EXPERTENRAT

Pause oder fast forward

Um die Techrevolution zu überleben, braucht es radikale Entscheidungen – etwa einen Wechsel der Rechtsform.
Von Christoph H. Seibt

Der Pri­va­te-Equi­ty-In­ves­tor KKR steigt bei Axel Sprin­ger ein; der Ver­lag zieht sich von der Bör­se zu­rück. Ro­cket In­ter­net will selbst sei­ne ge­lis­te­ten An­tei­le zu­rück­kau­fen – und eben­falls weg vom Ak­ti­en­markt. In den USA drän­gen Tech­no­lo­gie­un­ter­neh­men an die Bör­se; aus Deutsch­land zum Bei­spiel Bi­oNTech und Cu­re­Vac.
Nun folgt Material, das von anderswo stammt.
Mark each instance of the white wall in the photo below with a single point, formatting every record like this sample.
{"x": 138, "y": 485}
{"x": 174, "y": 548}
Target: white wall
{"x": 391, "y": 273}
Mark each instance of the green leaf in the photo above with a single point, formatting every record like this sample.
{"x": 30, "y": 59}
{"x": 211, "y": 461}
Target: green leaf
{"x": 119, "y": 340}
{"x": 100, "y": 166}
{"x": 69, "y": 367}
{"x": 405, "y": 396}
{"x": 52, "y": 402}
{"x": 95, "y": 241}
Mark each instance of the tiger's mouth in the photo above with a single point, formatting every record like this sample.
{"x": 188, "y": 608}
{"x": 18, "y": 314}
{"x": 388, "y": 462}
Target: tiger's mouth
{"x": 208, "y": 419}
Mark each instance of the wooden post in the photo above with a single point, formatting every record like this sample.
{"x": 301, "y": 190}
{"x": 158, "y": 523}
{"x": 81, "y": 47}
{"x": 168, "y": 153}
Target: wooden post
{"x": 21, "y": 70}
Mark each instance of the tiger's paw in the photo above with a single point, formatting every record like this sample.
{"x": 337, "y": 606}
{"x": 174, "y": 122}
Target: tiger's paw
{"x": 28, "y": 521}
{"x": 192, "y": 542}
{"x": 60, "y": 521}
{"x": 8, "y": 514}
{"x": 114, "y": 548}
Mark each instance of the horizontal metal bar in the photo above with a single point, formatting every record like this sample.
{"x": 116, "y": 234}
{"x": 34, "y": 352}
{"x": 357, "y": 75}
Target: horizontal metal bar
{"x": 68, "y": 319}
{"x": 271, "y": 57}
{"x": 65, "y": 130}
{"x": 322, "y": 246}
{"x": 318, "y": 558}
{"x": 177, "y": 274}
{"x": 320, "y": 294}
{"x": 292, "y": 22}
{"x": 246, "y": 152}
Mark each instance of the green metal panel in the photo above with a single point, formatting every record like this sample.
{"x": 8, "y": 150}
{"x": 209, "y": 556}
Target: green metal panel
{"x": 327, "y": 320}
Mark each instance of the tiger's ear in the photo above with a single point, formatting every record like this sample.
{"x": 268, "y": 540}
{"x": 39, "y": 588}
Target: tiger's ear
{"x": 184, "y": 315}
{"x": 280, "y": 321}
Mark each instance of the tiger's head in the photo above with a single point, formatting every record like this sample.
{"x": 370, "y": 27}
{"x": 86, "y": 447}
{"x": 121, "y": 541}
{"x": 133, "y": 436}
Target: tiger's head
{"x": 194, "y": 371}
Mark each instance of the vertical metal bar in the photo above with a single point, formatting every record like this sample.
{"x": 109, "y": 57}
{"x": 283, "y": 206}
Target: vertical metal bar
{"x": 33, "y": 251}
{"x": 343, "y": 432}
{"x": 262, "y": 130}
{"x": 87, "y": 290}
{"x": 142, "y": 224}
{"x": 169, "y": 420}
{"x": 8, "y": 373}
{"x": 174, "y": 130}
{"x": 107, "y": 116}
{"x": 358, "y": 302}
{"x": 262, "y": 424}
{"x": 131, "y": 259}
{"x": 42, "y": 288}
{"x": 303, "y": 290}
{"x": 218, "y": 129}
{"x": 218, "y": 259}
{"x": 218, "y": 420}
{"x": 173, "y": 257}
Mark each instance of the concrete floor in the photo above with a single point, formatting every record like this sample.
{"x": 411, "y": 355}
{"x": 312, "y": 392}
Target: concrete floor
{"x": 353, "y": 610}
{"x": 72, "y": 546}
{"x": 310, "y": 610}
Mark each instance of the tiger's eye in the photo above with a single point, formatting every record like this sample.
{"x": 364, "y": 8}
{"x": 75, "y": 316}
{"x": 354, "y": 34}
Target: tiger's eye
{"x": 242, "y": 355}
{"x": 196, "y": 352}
Und der Os­ram-Vor­stand such­te An­ker­ak­tio­nä­re sei­ner Wahl. So un­ter­schied­lich die Ent­schei­dun­gen, die Aus­lö­ser sind ähn­lich: Ent­wick­lun­gen wie Di­gi­ta­li­sie­rung und Health­ca­re-Re­vo­lu­ti­on, die Ent­kop­pe­lung der Wirt­schafts­sphä­ren der USA und Chi­nas so­wie die wach­sen­de Be­deu­tung der Un­ter­neh­mens­re­pu­ta­ti­on er­for­dern Trans­for­ma­ti­ons­pro­zes­se. Und die Ver­än­de­rung des Ge­schäfts­mo­dells kos­tet Zeit und Geld.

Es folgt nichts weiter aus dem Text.